Je stappen waren soms onnavolgbaar. Je deed de Hotelschool en werkte in die sector. Maar vertrok naar Bali, waar je een boxershortfabriek startte. Ging goed totdat er een zeecontainer zoekraakte met de shorts op weg naar Europa. Je ging naar Peru, deed er in meubels, in Lima. Je ontmoette er een vrouw. Terug in Nederland hoorde je dat ze zwanger van je was en toen ben je je verantwoordelijkheid gaan nemen en naar haar gaan zoeken in die stad met 11 miljoen inwoners. Je vond haar en haalde haar met dochter naar Nederland. Waar jullie een zoon erbij kregen. Wonen aan de Colnotweg in Bergen, maar het huwelijk hield geen stand en in een slechte tijd werd het huis gedwongen verkocht.

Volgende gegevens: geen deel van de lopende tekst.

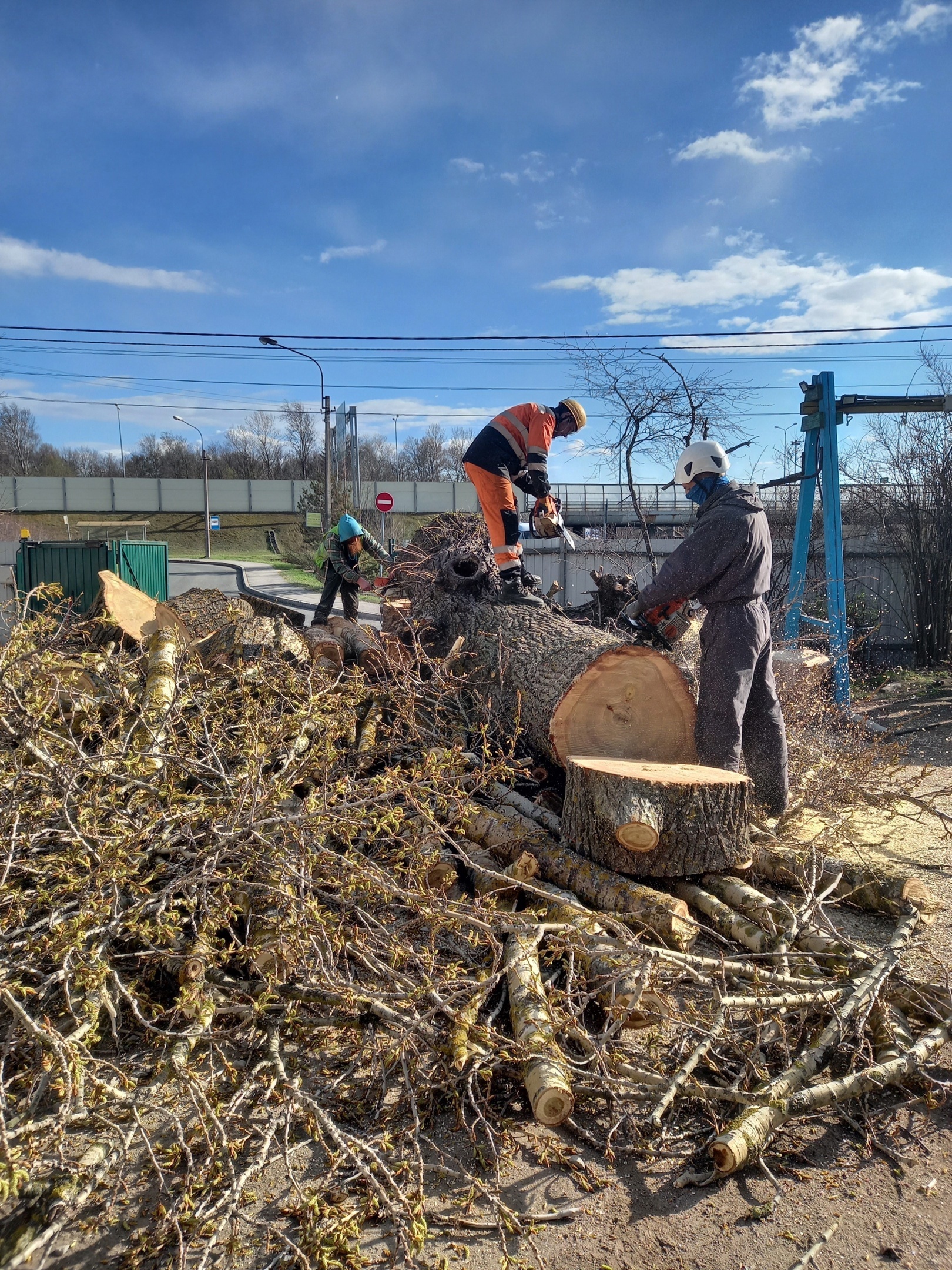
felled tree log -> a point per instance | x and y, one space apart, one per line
573 689
746 1137
131 611
323 643
206 609
545 1071
159 694
656 820
395 616
859 885
360 644
507 835
247 639
619 978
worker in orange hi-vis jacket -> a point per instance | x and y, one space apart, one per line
513 450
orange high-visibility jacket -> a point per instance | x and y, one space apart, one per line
528 429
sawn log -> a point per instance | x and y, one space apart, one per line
569 687
656 820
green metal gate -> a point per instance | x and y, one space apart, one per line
76 567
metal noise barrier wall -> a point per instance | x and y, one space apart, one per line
76 566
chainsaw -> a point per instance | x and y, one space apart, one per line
662 626
550 525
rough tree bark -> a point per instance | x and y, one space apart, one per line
572 689
656 820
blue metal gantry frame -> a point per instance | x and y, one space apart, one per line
822 459
823 415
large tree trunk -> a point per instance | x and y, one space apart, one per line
572 689
656 820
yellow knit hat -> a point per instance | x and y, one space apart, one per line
576 410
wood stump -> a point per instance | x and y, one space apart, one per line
360 643
570 687
324 644
656 820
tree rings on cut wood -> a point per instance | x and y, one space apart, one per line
629 701
656 820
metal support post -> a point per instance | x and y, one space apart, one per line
822 457
327 465
802 535
837 626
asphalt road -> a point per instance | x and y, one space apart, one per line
185 574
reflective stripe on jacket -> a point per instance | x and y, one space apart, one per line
528 429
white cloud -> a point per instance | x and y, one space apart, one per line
27 259
824 76
738 145
536 169
467 167
352 253
823 294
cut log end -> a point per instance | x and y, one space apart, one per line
636 836
550 1095
629 701
656 820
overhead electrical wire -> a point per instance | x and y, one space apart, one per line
466 339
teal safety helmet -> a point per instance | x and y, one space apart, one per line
348 529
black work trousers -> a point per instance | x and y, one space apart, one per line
738 709
333 582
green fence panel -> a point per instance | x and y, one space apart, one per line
76 567
143 564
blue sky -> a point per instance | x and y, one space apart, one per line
401 167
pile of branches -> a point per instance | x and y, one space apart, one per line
283 957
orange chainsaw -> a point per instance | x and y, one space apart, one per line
664 625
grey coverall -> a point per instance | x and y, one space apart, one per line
726 566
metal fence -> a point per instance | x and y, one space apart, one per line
877 593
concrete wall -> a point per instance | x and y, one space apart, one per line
582 504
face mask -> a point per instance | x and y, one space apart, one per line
705 488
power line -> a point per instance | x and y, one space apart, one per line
446 416
470 339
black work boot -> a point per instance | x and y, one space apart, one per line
516 593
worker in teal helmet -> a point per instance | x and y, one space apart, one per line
344 546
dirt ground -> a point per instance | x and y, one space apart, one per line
889 1198
893 1204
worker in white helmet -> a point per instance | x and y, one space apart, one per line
726 564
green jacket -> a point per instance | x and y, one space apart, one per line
346 564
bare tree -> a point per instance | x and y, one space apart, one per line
267 442
656 409
903 469
455 450
377 459
424 457
85 462
19 440
301 436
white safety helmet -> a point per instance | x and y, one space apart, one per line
701 456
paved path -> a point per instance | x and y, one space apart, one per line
262 578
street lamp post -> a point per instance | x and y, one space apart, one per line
205 467
122 453
326 407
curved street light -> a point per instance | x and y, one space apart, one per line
270 342
178 418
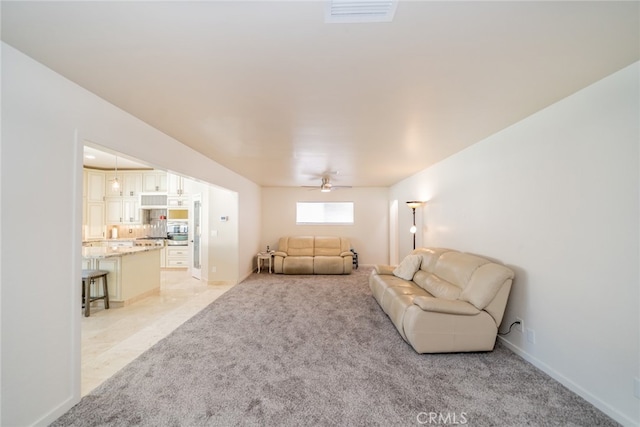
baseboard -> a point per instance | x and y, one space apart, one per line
585 394
57 412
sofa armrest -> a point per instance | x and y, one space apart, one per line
441 305
384 269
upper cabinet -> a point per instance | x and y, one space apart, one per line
175 185
95 186
154 181
129 183
132 184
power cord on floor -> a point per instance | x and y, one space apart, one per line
517 322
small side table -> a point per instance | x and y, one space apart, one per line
264 256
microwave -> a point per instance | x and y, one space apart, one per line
177 214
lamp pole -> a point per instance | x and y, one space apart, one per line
413 205
414 227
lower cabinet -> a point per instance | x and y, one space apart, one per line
177 257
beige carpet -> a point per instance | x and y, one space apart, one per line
317 350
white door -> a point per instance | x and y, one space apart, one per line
196 229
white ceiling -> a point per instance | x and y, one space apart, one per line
271 91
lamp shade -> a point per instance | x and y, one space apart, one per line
414 204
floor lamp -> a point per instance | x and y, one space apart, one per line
413 205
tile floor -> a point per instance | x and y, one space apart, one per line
113 338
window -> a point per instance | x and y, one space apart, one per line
324 213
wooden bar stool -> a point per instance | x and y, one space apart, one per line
89 277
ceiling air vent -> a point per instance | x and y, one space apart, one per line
354 11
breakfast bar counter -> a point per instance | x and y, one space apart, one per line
134 272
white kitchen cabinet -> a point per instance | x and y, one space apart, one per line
178 202
123 210
175 185
154 182
132 184
94 225
95 186
177 257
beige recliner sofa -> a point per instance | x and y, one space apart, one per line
313 255
441 300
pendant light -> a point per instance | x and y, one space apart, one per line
115 185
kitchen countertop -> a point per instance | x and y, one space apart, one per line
109 251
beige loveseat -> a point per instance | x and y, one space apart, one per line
444 301
313 255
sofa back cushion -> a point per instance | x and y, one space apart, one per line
298 246
436 286
330 246
478 278
430 257
457 267
485 283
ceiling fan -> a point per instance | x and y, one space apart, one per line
326 185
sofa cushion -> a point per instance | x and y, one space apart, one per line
300 246
436 286
430 257
328 265
298 265
328 246
457 268
485 283
408 267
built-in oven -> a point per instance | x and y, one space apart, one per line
177 233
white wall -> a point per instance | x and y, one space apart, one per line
368 235
556 198
45 121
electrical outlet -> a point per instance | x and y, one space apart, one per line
519 327
531 336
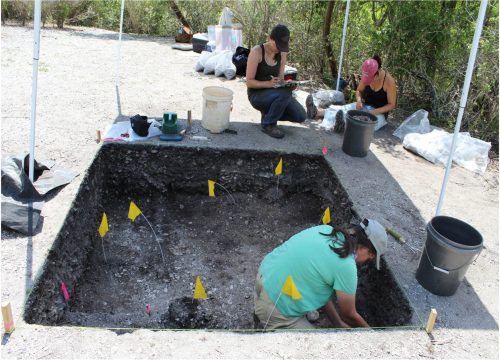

Steeds was je tuinman. Tussendoor van alles: cateringmanager bij de NS, rondleider in Amsterdam, mantelzorger voor een mevrouw in Amsterdam, zodat je een huis in had in de hoofdstad had en er opeens rondleidingen deed in alle talen die je sprak. Je zette handeltjes op, ik vond mezelf eens terug als vertegenwoordiger van je kunststoffen stacaravans. Je ging een bestseller schrijven (ik koester twee aanzetten tot boekjes). En dit is slechts een kleine greep uit wat je aanvatte.

Je ging soms na een krankjorum lange tuinwerkdag 300 kilometer naar Yerseke rijden. Zeeuwse oesters ophalen om de volgende dag bij je klanten, de restaurants hier, te brengen. Als je even geen auto had mocht je van harte de mijne gebruiken (de lucht van die oesters krijg ik er nooit meer uit). Ik had je net een nieuwe slogan gegeven: ‘Mol opent oesters’ en je had net een hele partij nieuwe afnemers gescoord.

Je zoveelste oude Volvo station rijdt niet meer het tuinpad op. Niemand kan je meer opzoeken of tegenkomen. Je had het moeilijk met corona. Die eenzame nacht dat je grijns in een grimas verstijfd moet zijn. Wat schiet er in iemand op, dat ene moment. Het zijn de raadsels waarmee we het moeten doen, uit alle macht gaan we door. We hadden allebei het boek ‘Ansichten’ gelezen, van Annie Proulx , uit 1992. Je leefde als de hoofdpersoon, op drift. Maar jij was wel een door en door goed mens. Je ging op vrijdagen visjes naar je klanten brengen, je vergat van niemand de verjaardag. Gefortuneerd ben je niet geworden, maar onze vriendschap was wel een fortuin waard, Ed Mol, een reus van een Ed. Velen missen je nu. Je kinderen voorop, voor hen was je er altijd. Zij leven voort in Heerhugowaard, bij hun Peruaanse moeder.